Garota de 17 anos usando revólver faz ladrão fugir: “Eu tinha a vantagem e ficaria segura”

Tentativa de roubo aconteceu em Wandermere Area, Washington D.C.

Julio Gonzaga
Jul 21, 2017 · 2 min read

O Breitbart apurou que Kimber Wood estava sozinha em casa quando seu namorado telefonou dizendo-lhe que havia um suspeito chegando perto da residência. Kimber entrou em contato com seu pai e perguntou-lhe se poderia usar uma arma; seu pai consentiu e a garota escondeu o revólver debaixo do travesseiro.

O suspeito chegou a entrar na casa, mas Kimber, defendendo-se, apontou-lhe a arma no rosto e pediu-lhe que saísse. A garota correu para fora e atirou no chão, assustando o ladrão, que logo após fugiu.

Em entrevista dada ao Breitbart, em 19 de julho, Kimber Wood foi perguntada se portar arma naquele momento deu-lhe mais segurança. Ela respondeu que “sabia como usar a arma, e isso me deu a paz de pensar que eu tinha a vantagem e eu ficaria segura”.

Kimber também resumiu como as lições de sua família a ajudaram a cultivar a cultura da autodefesa:

“A partir dos seis ou sete anos de idade, eu sempre ficava no quintal com meu avô, meu pai, meu irmão — a nossa família — praticando tiro ao alvo. Eu sentava lá, assistia e aprendia como eles se preparavam e como eles usavam as armas. Quando cheguei à idade em que meu pai achava que eu poderia usar uma eu mesmo, eu tentei e eu sabia que era algo que eu precisava continuar aprendendo. Eu sabia que armas poderiam ser coisas perigosas, mas se eu soubesse como usar uma, eu estaria bem. Então, nos fins de semana, saíamos e atirávamos, voltávamos e almoçávamos, então voltávamos de novo e atirávamos mais.”

O pai de Kimber, Lenny, sintetizou a formação que deu à filha, dizendo que “ela foi criada em torno de armas e, desde o momento em que ela pôde entender, eu mergulhei-a no controle do gatilho, na segurança das armas, no carregamento dos revólveres, assim como todos os pais de todo o país deveriam fazer pelo seus filhos”.

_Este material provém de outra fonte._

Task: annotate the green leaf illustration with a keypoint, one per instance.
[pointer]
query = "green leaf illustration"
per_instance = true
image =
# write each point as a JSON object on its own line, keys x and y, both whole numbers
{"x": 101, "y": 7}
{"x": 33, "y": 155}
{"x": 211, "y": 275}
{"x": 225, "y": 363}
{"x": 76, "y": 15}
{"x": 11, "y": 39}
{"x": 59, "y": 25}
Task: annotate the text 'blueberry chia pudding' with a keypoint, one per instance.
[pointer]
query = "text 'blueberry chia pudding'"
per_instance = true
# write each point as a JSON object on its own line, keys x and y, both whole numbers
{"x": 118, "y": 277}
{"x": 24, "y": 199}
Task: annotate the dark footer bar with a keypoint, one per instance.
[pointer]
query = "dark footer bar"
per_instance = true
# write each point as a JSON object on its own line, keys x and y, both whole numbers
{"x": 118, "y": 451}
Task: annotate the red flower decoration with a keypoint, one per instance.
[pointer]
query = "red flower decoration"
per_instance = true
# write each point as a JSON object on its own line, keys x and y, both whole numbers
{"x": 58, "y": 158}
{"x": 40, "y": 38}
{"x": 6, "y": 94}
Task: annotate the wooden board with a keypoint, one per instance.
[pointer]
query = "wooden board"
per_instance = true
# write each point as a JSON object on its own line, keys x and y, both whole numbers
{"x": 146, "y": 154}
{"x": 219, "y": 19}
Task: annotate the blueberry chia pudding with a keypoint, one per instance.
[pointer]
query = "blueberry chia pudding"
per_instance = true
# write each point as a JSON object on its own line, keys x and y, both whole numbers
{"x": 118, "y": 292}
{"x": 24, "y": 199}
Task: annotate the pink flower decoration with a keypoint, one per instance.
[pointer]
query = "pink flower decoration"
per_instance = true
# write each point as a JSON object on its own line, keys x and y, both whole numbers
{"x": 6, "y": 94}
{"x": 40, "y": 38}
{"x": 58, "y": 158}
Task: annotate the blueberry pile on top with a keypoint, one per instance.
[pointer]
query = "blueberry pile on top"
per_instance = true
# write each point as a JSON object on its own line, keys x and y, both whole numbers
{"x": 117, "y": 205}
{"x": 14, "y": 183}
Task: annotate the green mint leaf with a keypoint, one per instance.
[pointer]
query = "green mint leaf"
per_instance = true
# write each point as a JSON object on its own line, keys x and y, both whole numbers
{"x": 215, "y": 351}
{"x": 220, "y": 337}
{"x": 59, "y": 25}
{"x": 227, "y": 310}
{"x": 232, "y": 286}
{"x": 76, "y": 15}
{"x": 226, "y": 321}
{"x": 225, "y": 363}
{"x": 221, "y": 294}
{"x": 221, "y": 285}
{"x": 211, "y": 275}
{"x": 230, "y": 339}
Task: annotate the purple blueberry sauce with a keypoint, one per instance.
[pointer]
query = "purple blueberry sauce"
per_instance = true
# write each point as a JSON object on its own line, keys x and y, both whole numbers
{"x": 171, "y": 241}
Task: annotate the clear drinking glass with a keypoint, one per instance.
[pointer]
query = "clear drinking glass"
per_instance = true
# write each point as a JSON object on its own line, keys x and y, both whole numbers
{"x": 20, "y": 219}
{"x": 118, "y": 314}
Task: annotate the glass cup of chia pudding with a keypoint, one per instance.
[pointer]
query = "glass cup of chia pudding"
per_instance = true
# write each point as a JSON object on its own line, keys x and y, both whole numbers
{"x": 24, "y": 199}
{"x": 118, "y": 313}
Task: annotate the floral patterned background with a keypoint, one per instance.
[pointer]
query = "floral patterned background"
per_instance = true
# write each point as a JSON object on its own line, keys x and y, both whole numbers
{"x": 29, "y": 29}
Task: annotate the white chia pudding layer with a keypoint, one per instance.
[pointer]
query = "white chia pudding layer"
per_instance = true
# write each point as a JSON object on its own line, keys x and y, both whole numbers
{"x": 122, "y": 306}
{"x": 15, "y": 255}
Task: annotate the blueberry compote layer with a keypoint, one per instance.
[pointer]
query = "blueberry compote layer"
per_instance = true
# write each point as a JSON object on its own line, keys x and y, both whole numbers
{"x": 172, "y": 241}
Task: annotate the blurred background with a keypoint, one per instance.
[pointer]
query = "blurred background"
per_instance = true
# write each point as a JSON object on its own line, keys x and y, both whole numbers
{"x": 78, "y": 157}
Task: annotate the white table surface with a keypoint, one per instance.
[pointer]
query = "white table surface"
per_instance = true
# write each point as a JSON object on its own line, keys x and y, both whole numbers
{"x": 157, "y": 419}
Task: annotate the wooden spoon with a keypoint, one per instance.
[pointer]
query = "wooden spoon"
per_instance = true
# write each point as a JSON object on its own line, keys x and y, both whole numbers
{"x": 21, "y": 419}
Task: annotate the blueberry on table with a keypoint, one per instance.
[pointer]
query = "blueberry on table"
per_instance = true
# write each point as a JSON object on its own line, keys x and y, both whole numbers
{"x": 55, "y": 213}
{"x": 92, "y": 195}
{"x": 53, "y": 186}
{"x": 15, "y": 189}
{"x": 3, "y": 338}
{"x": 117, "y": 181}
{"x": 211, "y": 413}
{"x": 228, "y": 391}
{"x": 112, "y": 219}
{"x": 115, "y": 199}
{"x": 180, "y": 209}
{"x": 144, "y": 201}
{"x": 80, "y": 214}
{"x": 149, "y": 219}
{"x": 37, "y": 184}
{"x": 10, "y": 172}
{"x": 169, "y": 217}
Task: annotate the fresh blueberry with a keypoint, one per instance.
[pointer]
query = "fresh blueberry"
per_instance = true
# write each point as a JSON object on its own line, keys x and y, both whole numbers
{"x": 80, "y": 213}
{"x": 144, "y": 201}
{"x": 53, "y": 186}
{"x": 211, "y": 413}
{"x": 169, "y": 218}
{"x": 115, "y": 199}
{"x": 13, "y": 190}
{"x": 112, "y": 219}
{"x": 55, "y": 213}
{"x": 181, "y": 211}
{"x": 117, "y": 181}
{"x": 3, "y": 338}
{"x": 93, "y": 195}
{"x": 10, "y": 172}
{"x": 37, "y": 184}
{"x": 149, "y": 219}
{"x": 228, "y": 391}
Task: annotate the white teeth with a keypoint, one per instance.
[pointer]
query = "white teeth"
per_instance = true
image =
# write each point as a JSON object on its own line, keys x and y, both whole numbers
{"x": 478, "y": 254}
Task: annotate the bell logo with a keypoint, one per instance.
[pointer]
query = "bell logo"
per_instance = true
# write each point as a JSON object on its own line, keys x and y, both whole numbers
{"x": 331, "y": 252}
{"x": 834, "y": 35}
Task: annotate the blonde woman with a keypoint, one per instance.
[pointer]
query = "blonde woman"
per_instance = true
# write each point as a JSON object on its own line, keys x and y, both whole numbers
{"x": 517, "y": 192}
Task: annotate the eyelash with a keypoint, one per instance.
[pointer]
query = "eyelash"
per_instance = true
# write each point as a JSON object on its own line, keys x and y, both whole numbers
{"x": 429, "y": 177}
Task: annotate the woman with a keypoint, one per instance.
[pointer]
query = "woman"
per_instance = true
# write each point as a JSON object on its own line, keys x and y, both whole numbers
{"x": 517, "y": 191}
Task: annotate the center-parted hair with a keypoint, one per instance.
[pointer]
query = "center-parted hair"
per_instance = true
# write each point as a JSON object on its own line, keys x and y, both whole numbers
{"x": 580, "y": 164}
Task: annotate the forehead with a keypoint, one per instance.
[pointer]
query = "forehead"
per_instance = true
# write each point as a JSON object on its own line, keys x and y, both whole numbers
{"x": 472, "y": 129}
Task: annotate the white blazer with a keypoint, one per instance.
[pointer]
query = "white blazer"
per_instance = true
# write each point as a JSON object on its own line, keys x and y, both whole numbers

O repórter AWR Hawkins, especialista do Breitbart em armas e segurança pública, ainda perguntou a Lenny o que ele pensava sobre movimentos que visam restringir e proibir armas de fogo nas mãos de civis ao redor dos Estados Unidos, sob o argumento de que casas que têm armas são mais perigosas do que as que não as têm. Lenny replicou:

“No final do dia, eu abraço minha filha — que está viva e saudável e bem — por causa da arma de fogo e do treinamento que ela teve. Outro resultado é impensável.”